‘The strike continues’ as conciliation fails

Education Minister and Chief Education Officer Marcel Hutson at a recent meeting with parents

The third round of conciliation at the Social Protection Ministry’s Labour Department did not attain the desired outcome, as both the Education Ministry and the Guyana Teachers’ Union (GTU) held steadfast to their positions.

As such, the nationwide strike where teachers are demanding increased wages remains enforced which was confirmed by GTU General Secretary Coretta McDonald on Thursday.

“The strike continues,” she asserted, following the meeting which was chaired by operatives of the Labour Department.

The GTU had earlier expressed no confidence in this labour team since it comprised Government officers who were advocating on the Education Ministry’s behalf. The first conciliation meeting did not go off as planned as the GTU was a no-show but the second round held earlier this week ended in impasse. When the interested parties engaged in discussions for a second time on Thursday, the Education Ministry came equipped with ‘position paper’ outlining its terms why conciliation should be exhausted before arbitration commences.

The Ministry proposed again that both parties be allowed to benefit from conciliation in accordance with the labour laws. Like the Union, it also proposes that there be no victimisation by either side.

According to a release issued on Thursday, Chief Labour Officer Charles Ogle maintained that the conciliatory process must be exhausted before arbitration can take place, having reiterated his earlier plea to the Union to call off the Strike so that the conciliation process can continue. The Social Protection Ministry said in light of the differing positions, the meeting was adjourned.

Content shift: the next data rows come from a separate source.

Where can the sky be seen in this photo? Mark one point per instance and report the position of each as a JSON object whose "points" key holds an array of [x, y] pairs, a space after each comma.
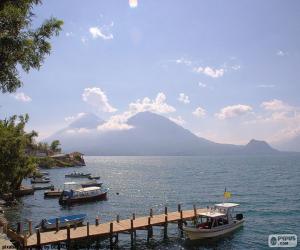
{"points": [[226, 70]]}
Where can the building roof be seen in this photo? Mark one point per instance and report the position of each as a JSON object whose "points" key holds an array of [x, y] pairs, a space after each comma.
{"points": [[227, 205], [211, 214]]}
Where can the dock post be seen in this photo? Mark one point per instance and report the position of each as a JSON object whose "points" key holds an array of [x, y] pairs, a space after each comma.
{"points": [[195, 214], [30, 227], [57, 224], [68, 237], [131, 232], [38, 238], [179, 208], [166, 227], [19, 228], [88, 229], [149, 230], [111, 229]]}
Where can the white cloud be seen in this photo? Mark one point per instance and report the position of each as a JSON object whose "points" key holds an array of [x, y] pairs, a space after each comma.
{"points": [[199, 112], [133, 3], [97, 98], [178, 120], [183, 98], [74, 117], [119, 122], [276, 105], [202, 85], [78, 130], [281, 53], [158, 105], [184, 61], [83, 39], [98, 32], [22, 97], [69, 34], [236, 67], [266, 86], [233, 111], [211, 72]]}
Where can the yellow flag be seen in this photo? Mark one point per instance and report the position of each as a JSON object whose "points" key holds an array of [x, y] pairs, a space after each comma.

Meanwhile, Education Minister Nicolette Henry while speaking to teachers and parents at the Hope Secondary School, East Bank Demerara, said that during the negotiations held between the Ministry of Education and the GTU, the government had agreed to proceed with the seven non-salary agreements, even as the two parties continued the negotiations on salary increases.

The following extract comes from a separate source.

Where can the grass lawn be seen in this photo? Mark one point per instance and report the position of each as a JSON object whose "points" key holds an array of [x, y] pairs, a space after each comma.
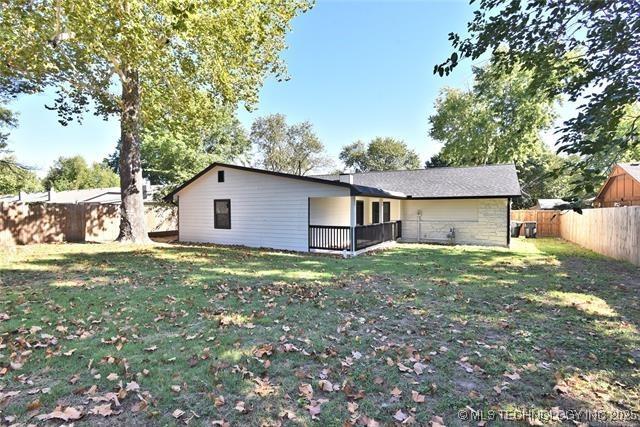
{"points": [[170, 334]]}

“These are things we have agreed to, I went so far where the collective bargaining speaks to the implementation of what you would have agreed to within 72 hours, and I am on record having said that.  And I said could we go ahead with what we agreed on so that the teachers could start benefitting from these measures. The union said no, they couldn’t do that and they said they wanted to wait until there was a complete resolution” Henry was quoted by the Department of Public Information (DPI) as saying.

Teachers are seeking increases of 40 per cent under a multi-year arrangement up to 2020. However, Government maintained that it just cannot afford this proposal.

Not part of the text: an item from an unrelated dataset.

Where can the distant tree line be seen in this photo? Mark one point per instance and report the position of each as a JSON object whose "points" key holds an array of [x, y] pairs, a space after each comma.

Classes are scheduled to open from Monday, September but it is unclear how many teachers will be present in the classroom. Government, as stated by Education Minister Nicolette Henry, is moving full steam ahead with its contingency plan which will see striking teachers being substituted with recent Cyril Potter College Education (CPCE) graduates, trainees and retired teachers. However, some parents are of the view that their children could be shortchanged by the Government’s decision.

This position was shared with former CPCE lecturer and Mathematics teacher, Tamashwar Boodhoo who suggested Thursday that Government’s proposal could run against stipulations. “Someone has not done their homework and provide poor advice to this poor lady. Trainee teachers cannot take school registers. The law is clear you must be employed by the TSC (Teaching Service Commission) or the school board or the Ministry of Education in order to do take attendance in school,” Boodhoo noted.

He observed that a register is a legal document that can be used in the courts and that there are guidelines that govern the marking of attendance registers. He claimed that trainee teachers are “not allowed to make daily log entries in the school log book” adding that retired teachers are similarly prohibited unless they are issued contracts.

The educator noted too that credit hours are required for graduation since these students will be losing class time. He stressed that “there is nothing in the training manual” that allows for first-year trainee unsupervised practice in the classroom.

“I am disappointed that the CPCE administration agrees to put the trainees in the classroom unsupervised. It was the same administration that had trainees repeat classroom practices because of unsupervised practicum,” he pointed out.